Do Not Be Afraid to Hire Somone Better than You. Or This Can Lead You to Failure.  

There can - depending on the companies culture -  be this fear that if you were to hire someone better than you in an area that you could lose your job. Or that your employee might outshine you, and get all of the credit for the department's success. And while at certain companies this might be the case - you cannot lead like this! In fact, in doing so, it can and will eventually lead into failing not just the team, but yourself. Not everyone can be a leader (manager), and not every leader (manager) can be an employee. It works both ways. If you are a good leader, you will let your team shine, allowing them to bring their own strengths to the table. 

Do Not Roll Your Team Under the Bus. As A Leader, You Are Responsible for Your Teams Success. 

This is not to say that your team might let you down, but you have to ask yourself the hard question: did I fail my team? We are human, and we will make mistakes. But the last thing you want to do is pass all of the blame onto your team. Instead, use it as a learning experience and move forward. This will not only increase your chances of earning your teams respect and trust, but it shows your ability to lead the team in the right direction. The other thing to consider is looking back at why you failed, which in some cases can offer you the means to speak with your employees to prevent this from occurring again. But do not angle the conversation in a way that belittles your employee; focus on the positives, and how you can work as a team to prevent the mistake from recurring. We have to remember that we make mistakes, too and were once in their shoes before we got to where we are. 

Bottom Line: Leading is by no means easy, but a good leader will work with their team to leverage their individual strengths in a meaningful, relevant way. One that not just compliments the team, but most importantly offers the dealer success. 

Do you include your team in projects?

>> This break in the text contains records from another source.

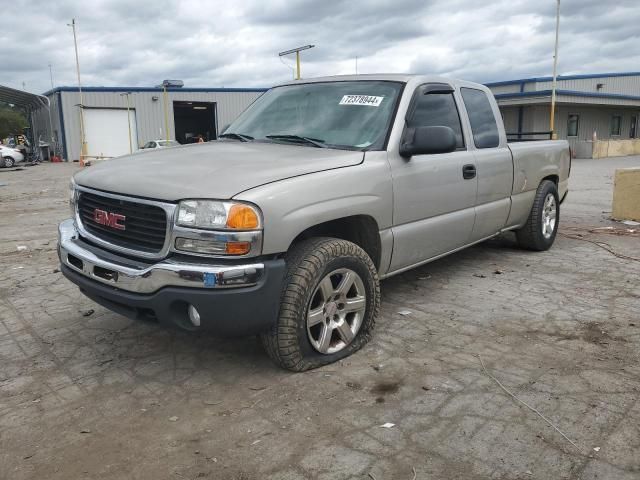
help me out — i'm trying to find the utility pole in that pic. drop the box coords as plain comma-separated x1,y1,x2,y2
68,18,86,161
549,0,561,139
48,63,54,89
163,85,170,142
120,92,133,154
158,80,183,142
278,45,315,80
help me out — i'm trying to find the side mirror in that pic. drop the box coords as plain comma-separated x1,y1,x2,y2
400,126,457,157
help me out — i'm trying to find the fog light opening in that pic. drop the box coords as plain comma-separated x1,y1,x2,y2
188,304,201,327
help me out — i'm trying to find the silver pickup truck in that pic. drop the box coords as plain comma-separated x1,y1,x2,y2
58,74,570,371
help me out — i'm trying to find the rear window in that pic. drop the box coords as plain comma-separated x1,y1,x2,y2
461,88,500,148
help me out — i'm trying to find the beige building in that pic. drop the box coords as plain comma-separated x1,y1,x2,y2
486,72,640,158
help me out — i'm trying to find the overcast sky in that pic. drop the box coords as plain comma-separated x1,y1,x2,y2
2,0,639,94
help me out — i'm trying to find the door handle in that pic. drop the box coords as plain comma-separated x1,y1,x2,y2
462,164,476,180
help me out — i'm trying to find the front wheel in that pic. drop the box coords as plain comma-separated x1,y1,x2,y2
516,180,560,251
261,237,380,371
2,157,15,168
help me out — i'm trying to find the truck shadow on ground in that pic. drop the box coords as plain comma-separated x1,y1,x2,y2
75,233,526,384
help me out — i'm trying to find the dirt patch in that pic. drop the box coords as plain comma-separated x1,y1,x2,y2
524,323,628,346
582,321,616,345
370,380,402,396
525,330,579,341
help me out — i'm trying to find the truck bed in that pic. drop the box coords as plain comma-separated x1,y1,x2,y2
508,139,571,200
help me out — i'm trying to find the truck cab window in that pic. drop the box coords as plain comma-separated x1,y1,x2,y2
461,88,500,148
407,92,465,149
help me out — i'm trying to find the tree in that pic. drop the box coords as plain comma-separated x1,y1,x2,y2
0,102,28,141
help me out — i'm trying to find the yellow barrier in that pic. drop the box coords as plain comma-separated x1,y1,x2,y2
612,168,640,221
593,139,640,159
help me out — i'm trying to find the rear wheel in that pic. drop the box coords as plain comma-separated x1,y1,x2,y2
261,237,380,371
2,156,15,168
516,180,559,251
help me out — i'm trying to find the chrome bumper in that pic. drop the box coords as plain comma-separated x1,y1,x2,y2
58,219,265,294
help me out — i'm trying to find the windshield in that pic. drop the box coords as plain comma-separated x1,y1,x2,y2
225,81,403,150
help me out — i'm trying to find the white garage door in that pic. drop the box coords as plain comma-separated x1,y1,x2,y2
83,108,138,159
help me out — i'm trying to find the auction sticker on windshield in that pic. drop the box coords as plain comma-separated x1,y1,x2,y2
339,95,384,106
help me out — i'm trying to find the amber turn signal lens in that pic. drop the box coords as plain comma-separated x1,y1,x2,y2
225,241,251,255
226,204,260,229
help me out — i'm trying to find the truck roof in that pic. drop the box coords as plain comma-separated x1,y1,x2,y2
274,73,490,93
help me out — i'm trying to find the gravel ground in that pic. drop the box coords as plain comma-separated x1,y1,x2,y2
0,157,639,480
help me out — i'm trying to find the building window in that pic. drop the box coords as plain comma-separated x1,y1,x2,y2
630,115,638,138
567,114,579,137
610,115,622,136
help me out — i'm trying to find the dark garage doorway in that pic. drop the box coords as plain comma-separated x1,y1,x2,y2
173,101,217,144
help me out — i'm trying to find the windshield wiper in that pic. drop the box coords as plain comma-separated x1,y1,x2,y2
219,132,254,142
265,134,328,148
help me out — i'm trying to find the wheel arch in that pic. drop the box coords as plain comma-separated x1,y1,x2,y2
288,215,382,270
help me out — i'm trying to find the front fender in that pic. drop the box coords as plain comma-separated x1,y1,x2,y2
234,152,393,256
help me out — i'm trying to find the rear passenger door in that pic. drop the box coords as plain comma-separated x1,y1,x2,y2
388,84,477,272
460,87,514,241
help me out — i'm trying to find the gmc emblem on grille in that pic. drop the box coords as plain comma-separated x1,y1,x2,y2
93,209,126,230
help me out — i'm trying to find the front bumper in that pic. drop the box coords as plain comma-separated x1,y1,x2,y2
58,219,285,335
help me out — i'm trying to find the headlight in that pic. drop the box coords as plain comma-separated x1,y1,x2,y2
176,200,261,230
69,178,77,217
174,200,262,256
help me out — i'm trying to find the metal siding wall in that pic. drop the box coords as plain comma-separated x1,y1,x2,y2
488,84,522,95
29,93,64,156
60,90,262,160
499,107,520,133
558,105,639,141
535,75,640,96
62,90,83,161
556,94,640,107
528,105,549,133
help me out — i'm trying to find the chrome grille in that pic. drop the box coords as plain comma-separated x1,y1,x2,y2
78,191,168,253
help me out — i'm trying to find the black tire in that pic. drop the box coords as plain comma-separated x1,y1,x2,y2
260,237,380,371
516,180,560,251
2,157,15,168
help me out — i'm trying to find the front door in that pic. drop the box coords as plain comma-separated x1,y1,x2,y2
388,86,477,272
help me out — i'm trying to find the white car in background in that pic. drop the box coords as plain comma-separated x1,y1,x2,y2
0,145,25,168
140,140,180,150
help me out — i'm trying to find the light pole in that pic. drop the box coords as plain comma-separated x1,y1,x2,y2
120,92,133,154
68,18,86,161
48,63,54,90
278,45,315,80
549,0,561,139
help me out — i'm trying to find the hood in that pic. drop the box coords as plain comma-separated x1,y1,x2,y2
74,141,364,201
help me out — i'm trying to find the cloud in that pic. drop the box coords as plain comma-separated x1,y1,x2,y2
1,0,638,94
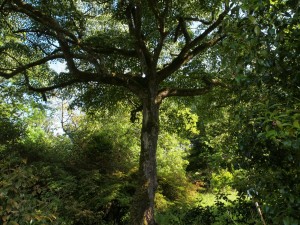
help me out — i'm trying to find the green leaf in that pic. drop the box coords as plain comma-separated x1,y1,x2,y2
265,130,277,138
293,120,300,129
283,217,289,225
270,0,278,5
254,26,261,36
268,28,276,35
283,216,299,225
276,120,283,129
8,221,19,225
249,16,257,24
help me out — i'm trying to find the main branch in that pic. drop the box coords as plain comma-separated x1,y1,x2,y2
156,78,226,103
157,5,231,83
155,87,211,104
0,54,63,79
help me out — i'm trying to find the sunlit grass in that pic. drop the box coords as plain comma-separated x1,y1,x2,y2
197,190,239,207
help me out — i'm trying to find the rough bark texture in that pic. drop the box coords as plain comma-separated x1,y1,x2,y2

What is one thing you have learned as a leader on the dealer level?
 

Tracie Costabile

Hear, hear!  I wish more managers understood the importance of leading vs. managing.  One motivates and inspires participation, the other constricts and belittles efforts.  On the point of hiring people better than you, I've also seen way too many times the exceptional employee getting squashed by an insecure manager.  Sometimes even fired!  If we hire people better than we are, we build a team of inspired leaders.  If we hire people worse than we are, we build a team of disgruntled followers.  Great article - thanks for sharing.

Derrick Woolfson

Thanks, Tracie! For sure, and more so - while the leader has to be open, and hire talent - the culture can impact their decisions. It is a scary thought that your dealer owner (and their exec team) can partially create such an environment. I cannot imagine how much it costs them annually in new hires, and lost productivity.